Abstract
Human tracking and 3D pose estimation are two core activities of computer vision, identifying
and following an individual within a scene in the case of the former, and producing a three-dimensional estimate of an individuals body pose and configuration for the latter. This
combination of processes cane applied to scenarios such as entertainment production, home
health monitoring or sports analysis, where there is a relatively low person count, and
a requirement to know more than just the approximate three-dimensional position of a
person. However, such systems generally require non-complimentary camera configurations,
requiring two separate but overlapping camera rigs to be established.
An ideal solution would be to combine our camera configurations, something which can
easily be achieved using wide angle, panoramic or 360° cameras. Through careful placement
of these cameras, we simultaneously view the entire scene, and also produce multiple views
of an individual in order to inform our pose estimate. However, such cameras bring their
own representation problems, hampering the performance of existing solutions, or preventing
them from operating entirely. Therefore, we explore this facet of the problem, producing
tracking and pose estimation solutions that natively function from 360° imagery.
To facilitate this, we firstly contribute a tracker and pose estimation system, operating
from a pair of horizontally disjoint 360° cameras.

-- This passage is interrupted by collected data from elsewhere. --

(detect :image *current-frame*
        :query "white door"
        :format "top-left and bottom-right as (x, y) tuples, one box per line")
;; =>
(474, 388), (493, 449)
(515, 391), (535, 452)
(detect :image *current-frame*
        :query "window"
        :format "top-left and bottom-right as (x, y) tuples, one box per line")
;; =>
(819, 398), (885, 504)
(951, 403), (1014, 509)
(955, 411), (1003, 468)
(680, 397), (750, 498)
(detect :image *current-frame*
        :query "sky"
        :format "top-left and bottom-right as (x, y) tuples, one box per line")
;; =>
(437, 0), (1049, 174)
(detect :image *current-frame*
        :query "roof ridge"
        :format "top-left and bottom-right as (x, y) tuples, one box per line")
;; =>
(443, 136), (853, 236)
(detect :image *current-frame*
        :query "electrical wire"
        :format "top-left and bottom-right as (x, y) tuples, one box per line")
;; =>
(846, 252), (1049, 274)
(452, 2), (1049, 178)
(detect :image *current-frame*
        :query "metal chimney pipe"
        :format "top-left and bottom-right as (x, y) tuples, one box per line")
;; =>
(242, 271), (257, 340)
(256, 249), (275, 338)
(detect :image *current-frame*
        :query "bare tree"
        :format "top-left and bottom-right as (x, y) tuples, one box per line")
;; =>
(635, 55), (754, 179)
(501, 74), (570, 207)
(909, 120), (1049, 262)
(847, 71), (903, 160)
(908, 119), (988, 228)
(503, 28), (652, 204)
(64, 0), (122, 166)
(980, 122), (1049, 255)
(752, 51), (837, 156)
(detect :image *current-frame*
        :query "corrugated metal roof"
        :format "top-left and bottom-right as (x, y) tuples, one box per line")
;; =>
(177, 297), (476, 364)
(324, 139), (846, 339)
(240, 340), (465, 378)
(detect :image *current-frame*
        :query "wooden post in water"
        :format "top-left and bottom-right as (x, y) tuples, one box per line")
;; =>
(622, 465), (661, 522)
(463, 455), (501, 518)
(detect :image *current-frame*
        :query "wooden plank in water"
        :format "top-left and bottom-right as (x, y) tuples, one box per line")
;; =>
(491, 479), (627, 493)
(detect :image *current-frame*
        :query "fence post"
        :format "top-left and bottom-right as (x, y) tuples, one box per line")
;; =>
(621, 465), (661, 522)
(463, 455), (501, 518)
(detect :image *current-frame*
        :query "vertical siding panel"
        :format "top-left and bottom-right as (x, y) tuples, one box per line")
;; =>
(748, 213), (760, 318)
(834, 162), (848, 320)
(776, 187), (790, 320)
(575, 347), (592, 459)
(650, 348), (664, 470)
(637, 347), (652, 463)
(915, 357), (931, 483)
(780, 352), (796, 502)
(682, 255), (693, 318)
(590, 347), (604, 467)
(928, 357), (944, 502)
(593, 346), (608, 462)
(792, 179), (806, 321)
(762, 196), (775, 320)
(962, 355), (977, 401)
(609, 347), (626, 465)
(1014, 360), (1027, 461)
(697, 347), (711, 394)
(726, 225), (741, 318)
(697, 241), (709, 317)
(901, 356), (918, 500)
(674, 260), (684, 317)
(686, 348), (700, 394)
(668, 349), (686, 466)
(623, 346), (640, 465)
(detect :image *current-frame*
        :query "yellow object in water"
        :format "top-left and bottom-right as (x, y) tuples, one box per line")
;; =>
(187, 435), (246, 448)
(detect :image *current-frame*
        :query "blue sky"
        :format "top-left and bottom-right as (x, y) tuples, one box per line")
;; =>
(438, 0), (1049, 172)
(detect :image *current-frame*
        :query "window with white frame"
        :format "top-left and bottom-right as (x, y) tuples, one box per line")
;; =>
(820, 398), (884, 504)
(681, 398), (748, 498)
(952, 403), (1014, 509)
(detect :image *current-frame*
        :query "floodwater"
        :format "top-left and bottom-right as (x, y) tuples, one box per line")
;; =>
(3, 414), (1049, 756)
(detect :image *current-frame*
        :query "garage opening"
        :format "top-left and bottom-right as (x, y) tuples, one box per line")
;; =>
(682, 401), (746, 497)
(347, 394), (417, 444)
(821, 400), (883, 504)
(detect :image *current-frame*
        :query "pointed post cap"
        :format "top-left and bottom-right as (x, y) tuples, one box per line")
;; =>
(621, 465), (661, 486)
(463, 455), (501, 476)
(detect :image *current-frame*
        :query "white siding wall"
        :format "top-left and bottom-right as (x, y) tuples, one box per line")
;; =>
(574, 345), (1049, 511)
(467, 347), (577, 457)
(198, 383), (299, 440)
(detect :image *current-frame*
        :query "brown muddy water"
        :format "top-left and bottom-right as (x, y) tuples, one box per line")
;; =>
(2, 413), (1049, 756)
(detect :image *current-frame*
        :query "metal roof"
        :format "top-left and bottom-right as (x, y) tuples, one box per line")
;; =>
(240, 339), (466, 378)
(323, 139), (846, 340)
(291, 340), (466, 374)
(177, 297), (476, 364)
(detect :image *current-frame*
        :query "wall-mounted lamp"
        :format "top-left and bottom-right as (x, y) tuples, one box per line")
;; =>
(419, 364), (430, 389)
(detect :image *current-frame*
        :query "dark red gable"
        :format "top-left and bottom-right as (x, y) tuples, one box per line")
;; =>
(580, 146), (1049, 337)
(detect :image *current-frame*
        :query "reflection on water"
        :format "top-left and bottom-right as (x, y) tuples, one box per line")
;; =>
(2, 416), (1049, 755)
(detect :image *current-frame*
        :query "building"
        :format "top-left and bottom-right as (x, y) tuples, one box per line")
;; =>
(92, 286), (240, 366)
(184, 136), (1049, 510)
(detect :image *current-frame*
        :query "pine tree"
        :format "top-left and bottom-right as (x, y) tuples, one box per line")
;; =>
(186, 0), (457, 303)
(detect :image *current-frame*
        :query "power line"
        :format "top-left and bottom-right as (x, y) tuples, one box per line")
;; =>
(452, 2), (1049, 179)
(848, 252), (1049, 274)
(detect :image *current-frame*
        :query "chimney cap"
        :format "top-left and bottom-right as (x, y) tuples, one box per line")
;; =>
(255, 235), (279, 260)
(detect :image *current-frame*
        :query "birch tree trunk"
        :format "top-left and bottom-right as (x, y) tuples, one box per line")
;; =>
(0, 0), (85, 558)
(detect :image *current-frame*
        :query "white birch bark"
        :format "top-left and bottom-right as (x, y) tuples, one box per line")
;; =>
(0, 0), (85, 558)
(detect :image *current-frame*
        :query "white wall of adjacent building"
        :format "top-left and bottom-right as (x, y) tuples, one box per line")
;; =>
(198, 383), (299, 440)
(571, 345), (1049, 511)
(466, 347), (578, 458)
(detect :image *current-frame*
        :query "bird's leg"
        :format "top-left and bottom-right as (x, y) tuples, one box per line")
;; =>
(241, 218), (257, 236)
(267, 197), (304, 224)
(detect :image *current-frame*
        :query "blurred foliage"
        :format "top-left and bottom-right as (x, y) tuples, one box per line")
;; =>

We use provided person segmentation
masks to create descriptors suitable for use at differing resolutions, while the specific
camera configuration allows us to share these descriptors, using these combined with spatial
information to track an individual regardless of their distance from either camera. With a
person isolated, we then create a joint-wise pose estimate directly from the spherical coordinate
space, eliminating the need for either reprojection operations, or intrinsic calibration
information to be provided.
Our second contribution reconfigures these cameras to a low, vertical baseline configuration.
We simultaneously track each individual in the scene using only two-dimensional joint
location estimates, exploiting the camera arrangement to assume an Epipolar relationship. A
temporally consistent 3D human pose estimate is then constructed, first as a coarse, Principal Component Analysis (PCA) model, then refined in a joint-wise fashion over successive
iterations, smoothing out any unrealistic jumps in motion.
Having established tracking in a local area, our final contribution moves beyond the confines
of a single room, and tracks individuals as they move throughout a scene comprised of
multiple rooms or regions. We perform this with no prior knowledge of the scene layout or
content, and use only camera extrinsics and person movements to iteratively build tracks for
each individual simultaneously, with each stage informing the next.
Overall, we demonstrate that 360° imagery presents many advantages that can be utilised
or exploited in both human tracking, and in three-dimensional human pose estimation.
We enable tracking in a variety of situations where traditional methods are impractical
or impossible, and position methods to provide training data for the next generation of
multi-camera, 360° capable deep-learning based tracking approaches. We also produce pose
estimates that bridge the gap between multi-view systems and monocular systems.